For RSS 0.94 & RSS 2.0 if the guid property is present in the item, the SyndEntry uri property will be set with the value of the guid element. If the guid element is not present, the SyndEntry uri property will be set with the value of the link element. If the link element is missing but the guid is present and it is flagged as a permalink, ROME will set set the SyndEntry link property with the value of the guid element (ROME is doing this because is a common practice to generated RSS 2.0 fees with guid elements marked as permalinks and without a link element).

For Atom 0.3 if the id element is present, the SyndEntry uri property is set with the value of the id element. If the id element is not present, the SyndEntry uri property is set with the value of the lternate link element.

Converting from SyndFeed to WireFeed (RSS or Atom)

The common use case for this scenario is when generating a feed. Because of that, for clarity purposes, when referring to the data in the WireFeed the following sections talks about elements (as in the XML feed) instead of talking of properties.

SyndFeed

For RSS 0.91, RSS 0.92, RSS 0.93, RSS 1.0 & RSS 2.0 the SyndFeed uri property is lost as there is not possible representation in the channel element for it.

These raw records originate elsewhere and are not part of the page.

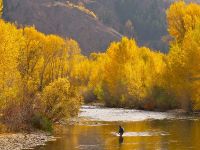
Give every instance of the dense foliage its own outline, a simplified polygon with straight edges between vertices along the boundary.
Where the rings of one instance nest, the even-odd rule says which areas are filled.
[[[200,6],[176,2],[167,19],[168,54],[124,37],[89,57],[74,40],[0,20],[2,120],[49,130],[78,114],[82,96],[111,107],[200,110]]]
[[[104,54],[92,54],[89,76],[80,78],[108,106],[199,110],[199,19],[198,4],[176,2],[167,10],[168,54],[123,38]]]
[[[174,38],[168,54],[168,89],[186,110],[199,110],[200,5],[177,2],[167,11]]]
[[[70,88],[66,78],[59,78],[45,87],[42,100],[45,106],[44,115],[48,119],[55,122],[78,115],[81,97]]]
[[[0,36],[0,110],[4,122],[20,129],[31,125],[30,119],[38,114],[50,122],[77,115],[81,97],[67,77],[74,69],[73,63],[83,59],[78,44],[44,35],[33,27],[17,29],[3,20]],[[49,110],[50,101],[56,105]],[[58,107],[63,104],[69,105]],[[57,119],[54,111],[59,115]]]

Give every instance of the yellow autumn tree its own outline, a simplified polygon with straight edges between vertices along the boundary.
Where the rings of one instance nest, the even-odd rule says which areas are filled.
[[[102,85],[106,103],[129,107],[150,103],[144,100],[150,99],[155,78],[157,81],[160,78],[164,67],[162,54],[138,47],[134,40],[123,38],[112,43],[106,55]]]
[[[175,39],[168,55],[167,87],[187,111],[199,109],[200,6],[177,2],[167,11],[169,32]]]
[[[107,50],[104,99],[109,106],[122,106],[128,99],[126,64],[131,59],[137,60],[135,41],[123,38],[121,42],[113,42]]]
[[[90,55],[90,78],[88,87],[92,91],[90,93],[93,96],[93,99],[104,101],[104,91],[103,91],[103,79],[106,65],[105,53],[92,53]]]
[[[181,42],[185,33],[193,30],[200,18],[200,6],[184,1],[173,3],[167,10],[168,31],[172,37]]]
[[[75,86],[81,86],[82,84],[86,83],[89,77],[87,74],[89,72],[89,61],[87,57],[81,54],[81,49],[79,44],[72,40],[66,40],[67,45],[67,76],[69,77],[70,82]],[[85,68],[85,70],[83,69]],[[85,85],[85,84],[84,84]]]
[[[24,39],[22,30],[3,20],[0,20],[0,39],[0,101],[4,106],[10,100],[16,100],[18,94],[20,74],[17,60]]]
[[[23,92],[28,95],[38,90],[39,65],[42,61],[45,35],[34,27],[25,27],[23,36],[25,44],[20,49],[18,68],[23,82]]]
[[[74,40],[45,35],[34,27],[17,29],[15,25],[0,20],[0,33],[0,111],[4,122],[13,130],[26,128],[33,122],[37,127],[47,123],[41,128],[50,129],[50,123],[45,118],[51,118],[48,113],[43,113],[47,107],[41,96],[45,95],[46,90],[43,90],[48,89],[46,86],[51,87],[51,83],[60,85],[57,82],[63,82],[67,85],[67,78],[72,82],[75,68],[79,68],[77,80],[84,82],[82,78],[89,78],[89,75],[86,69],[86,74],[79,75],[86,68],[85,65],[79,66],[79,62],[86,62],[87,58],[81,55]],[[60,78],[63,80],[58,81]],[[54,115],[59,116],[59,119],[77,115],[81,96],[76,86],[75,83],[70,84],[69,94],[59,97],[58,101],[62,101],[67,96],[70,105],[64,112],[60,109],[56,111],[57,114]]]
[[[65,41],[56,36],[48,35],[42,52],[43,63],[40,70],[39,89],[63,76],[64,61],[66,58]],[[64,71],[64,70],[63,70]]]
[[[44,114],[53,122],[76,116],[82,103],[81,96],[72,89],[66,78],[59,78],[46,86],[42,99]]]
[[[169,86],[188,111],[199,109],[199,33],[199,28],[187,32],[182,45],[174,44],[168,56]]]

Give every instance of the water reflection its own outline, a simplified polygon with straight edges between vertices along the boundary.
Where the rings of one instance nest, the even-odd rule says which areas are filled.
[[[122,136],[119,136],[119,145],[121,145],[124,142],[124,138]]]
[[[200,147],[200,121],[197,120],[127,122],[123,127],[126,132],[119,137],[118,123],[68,126],[62,138],[35,150],[187,150]]]

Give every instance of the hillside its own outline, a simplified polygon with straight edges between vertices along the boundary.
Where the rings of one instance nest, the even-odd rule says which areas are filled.
[[[103,25],[89,11],[63,1],[4,0],[4,19],[34,25],[39,31],[77,40],[84,54],[105,50],[121,35]]]
[[[167,52],[165,11],[174,0],[4,0],[4,19],[77,40],[83,54],[122,35]],[[199,0],[188,0],[188,2]]]
[[[105,25],[134,37],[139,45],[167,52],[166,9],[176,0],[70,0],[83,3]],[[199,0],[186,0],[200,2]]]
[[[134,37],[139,45],[167,50],[162,37],[167,35],[165,10],[170,2],[165,0],[98,0],[87,3],[104,24],[128,37]],[[106,10],[107,12],[102,10]],[[104,12],[104,13],[102,13]]]

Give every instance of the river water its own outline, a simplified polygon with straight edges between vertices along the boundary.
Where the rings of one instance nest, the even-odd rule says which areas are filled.
[[[35,150],[199,150],[200,119],[173,113],[83,106],[76,125]],[[117,134],[118,126],[125,129]]]

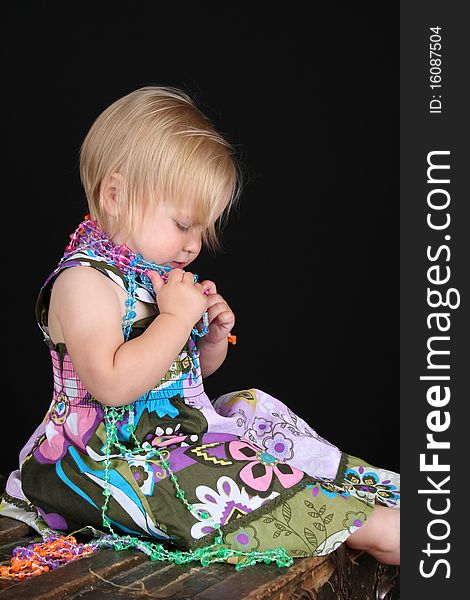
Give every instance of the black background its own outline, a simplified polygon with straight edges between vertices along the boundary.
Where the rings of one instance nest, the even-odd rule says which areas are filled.
[[[245,172],[224,252],[193,265],[237,317],[209,396],[263,389],[344,451],[399,470],[398,7],[286,6],[9,9],[2,472],[50,403],[34,304],[87,212],[80,144],[144,85],[193,96]]]

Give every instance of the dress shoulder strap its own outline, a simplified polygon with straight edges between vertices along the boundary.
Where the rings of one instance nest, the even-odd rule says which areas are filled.
[[[126,292],[128,290],[128,283],[125,275],[114,264],[111,264],[103,257],[96,255],[93,250],[89,248],[80,248],[80,250],[67,255],[66,259],[61,259],[57,267],[47,277],[41,289],[39,290],[35,307],[37,323],[44,335],[46,343],[49,345],[52,344],[52,341],[50,339],[47,326],[47,315],[49,312],[49,303],[54,281],[64,269],[77,266],[92,267],[97,269],[103,273],[103,275],[106,275],[112,281],[114,281],[114,283],[119,285],[119,287],[121,287],[123,290]],[[151,292],[140,285],[137,285],[136,298],[142,302],[148,302],[152,304],[155,302],[155,296],[152,296]]]

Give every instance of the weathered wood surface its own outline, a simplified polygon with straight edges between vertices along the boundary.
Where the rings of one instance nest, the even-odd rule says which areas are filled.
[[[16,546],[40,541],[28,525],[0,517],[0,564],[10,564]],[[0,577],[0,600],[23,598],[398,600],[399,569],[344,545],[327,556],[295,559],[290,568],[258,564],[239,572],[227,564],[173,565],[151,561],[137,550],[106,549],[31,579]]]
[[[0,562],[15,546],[41,541],[27,525],[0,517]],[[31,579],[0,578],[0,599],[122,600],[397,600],[398,568],[342,546],[335,553],[296,559],[290,568],[259,564],[240,572],[216,564],[172,565],[135,550],[101,550]]]

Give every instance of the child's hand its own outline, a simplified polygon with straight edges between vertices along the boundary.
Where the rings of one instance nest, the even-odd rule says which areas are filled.
[[[160,314],[175,316],[191,330],[207,310],[203,286],[194,283],[192,273],[181,269],[172,269],[167,283],[156,271],[149,270],[146,275],[155,290]]]
[[[209,333],[201,338],[199,343],[218,344],[222,340],[227,342],[227,338],[235,325],[235,315],[224,298],[217,293],[213,281],[205,280],[201,282],[201,285],[207,297],[206,310],[209,316]]]

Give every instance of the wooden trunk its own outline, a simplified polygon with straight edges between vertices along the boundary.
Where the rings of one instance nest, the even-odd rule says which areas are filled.
[[[16,546],[41,541],[28,525],[0,517],[1,564],[10,564]],[[105,549],[31,579],[0,577],[0,600],[22,598],[397,600],[399,568],[344,544],[327,556],[295,559],[289,568],[258,564],[238,572],[227,564],[174,565],[151,561],[137,550]]]

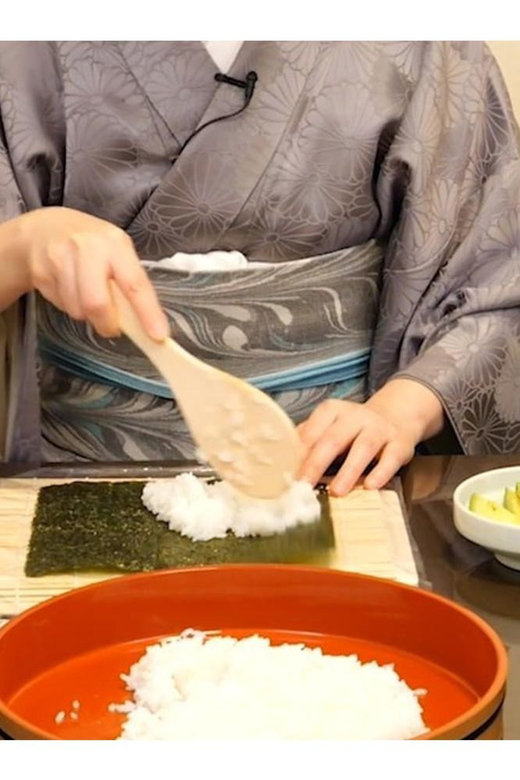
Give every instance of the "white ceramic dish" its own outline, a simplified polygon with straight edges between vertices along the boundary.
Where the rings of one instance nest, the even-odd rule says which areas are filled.
[[[453,517],[462,536],[491,550],[504,566],[520,571],[520,525],[487,520],[469,509],[473,493],[502,503],[506,487],[514,488],[517,482],[520,482],[520,466],[484,471],[464,480],[453,494]]]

For Atom 0.3 set the SyndFeed uri property is set as the value for the id element.

SyndEntry

For RSS 0.91, RSS 0.92, RSS 0.93 & RSS 1.0 the SyndEntry uri property is lost as there is not possible representation in the item element for it.

For RSS 0.94 & RSS 2.0 the SyndEntry uri property is set as the value of the guid element with permalink set to false. If the SyndEntry uri property is not set, the SyndEntry link property is set as the value of the guid element with permalink set to true. Note that if the SyndFEntry linkproperty is missing the SyndEntry uri cannot be set as the value of the link element because it cannot be assumed that the uri property is an URL.

Because SyndEntry instances always return a normalized URI the value of the guid elements of a generated RSS 0.94 or RSS 2.0 may differ from the values of the guid elements of the original feed.

For Atom 0.3 the SyndEntry uri property is set as the id element.